With all this data being made available easily, users must recognize that not all data is of good quality. But how does one find that out? For starters, the reputation of the organization that is publishing the data is an important indicator. Organizations that have good quality data often provide sites that collect, curate and publish data, such as the Living Atlas of the World – Canada Edition. Although most government open data sites offer good quality data, it’s advisable to verify the quality before using it.

By selecting Canada as the region (see red ellipse) in the Living Atlas on ArcGIS Online, users can browse, find and use high-quality data from and for all parts of Canada. More than 130 data sets are available.

Not all data is created equally, and no one expects geospatial data to be perfect, so quality will vary. What matters is that the data in question must be fit for your purpose. The question arises - how do you asses data quality? For accounting data, you can check if the numbers add up; for textual data you can check for spelling or grammar errors. While there is no simple solution for geospatial data, tools such as the ArcGIS Data Reviewer application can help. The ArcGIS Data Reviewer has processes for automated data review, semiautomated data review, error management and data quality reporting.

Another option is to follow data review best practices. To find the most obvious errors, perform a visual inspection of the map data to verify that objects are in the right locations. For example, automobile accident locations displayed away from a road or buildings displayed in lakes can easily indicate that the data isn’t reliable. Such errors are easily noticeable, but they are often random.

The image below shows data recently downloaded from Winnipeg’s open data site. You’ll notice that the road network for an area of the city doesn’t correspond to the base topographic map or the basemap imagery. There could be two reasons –either the basemap and imagery have not been recently updated, or the road network is on the plan but not constructed as yet.

Top left – downloaded road network; Top right – topographic basemap; Bottom left – road network displayed over the topographic basemap; Bottom right – road network displayed over the basemap imagery. These images clearly indicate that at the time of image acquisition, this area was under construction.

Examining geospatial data quality is a complex effort and is determined by examining multiple metrics such as precision, accuracy, consistency, completeness, integrity, accessibility, validity, timeliness, currency, authoritativeness, compatibility and conformance.

Here are a few tips and tricks to determine geospatial data suitability for your project.

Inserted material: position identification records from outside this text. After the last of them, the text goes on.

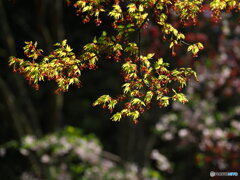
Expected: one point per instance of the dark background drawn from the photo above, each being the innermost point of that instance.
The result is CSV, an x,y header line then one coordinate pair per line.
x,y
24,110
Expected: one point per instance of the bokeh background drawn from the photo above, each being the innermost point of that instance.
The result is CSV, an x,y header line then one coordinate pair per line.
x,y
61,136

Any errors or warnings when accessing or transferring the data from the online web portal or errors or warnings processing or loading the data into your system could indicate a potential red flag. Load the data and perform a quick visual inspection by viewing it in map format and looking for anomalies.
Check if point data locations align appropriately with the basemap. For example, address points in a lake or vehicle accident points that are not near a road.
Check if any linear data such as roads, railways and hydrographic features line up properly with the basemap or not.
Check visible polygon features such as parcel boundaries or park boundaries to make sure they align properly with the basemap.
Verify that imagery aligns correctly with both the basemap and any additional vector data layers that are available.
Scan the attribute table to see if any attributes seem incorrect. Select a few attributes one at a time to check their location. For example, if there is a province attribute, select all the elements for a certain province and verify that the points, lines or polygons are displayed in the correct province.

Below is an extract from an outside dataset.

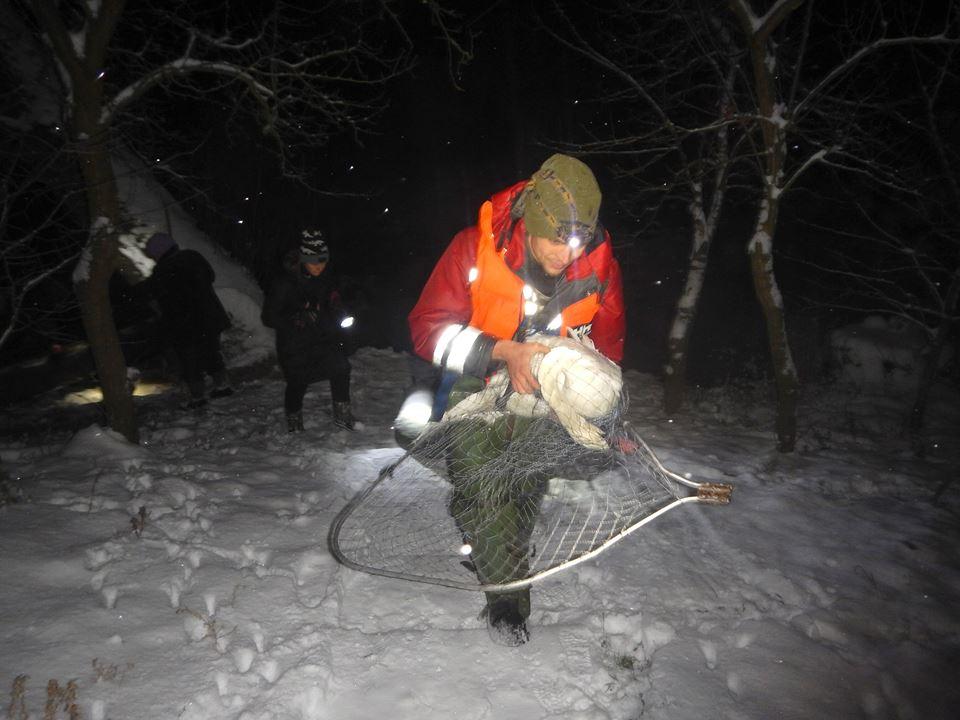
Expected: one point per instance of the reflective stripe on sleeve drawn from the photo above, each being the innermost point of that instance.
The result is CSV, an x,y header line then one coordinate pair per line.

By far, most of the data that is published through an SDI or on a data distribution portal is of good quality, but mistakes can happen despite all the QA/QC that the data provider performs. Besides, a file may become corrupted due to a system or IT issue. The onus is on you (the user) to verify that the data is fit for your purpose. If you notice an issue, inform the data stewards so that it can be remedied. Use any feedback mechanisms that are available.

To summarize, when you are using SDI or online geospatial data, take the time to do some quick quality control checks to verify that the data is suitable. If the data is deemed unacceptable, search around for a more suitable dataset, if one exists. On the other hand, if the data passes your quality tests, you can confidently use it in your decision-making processes.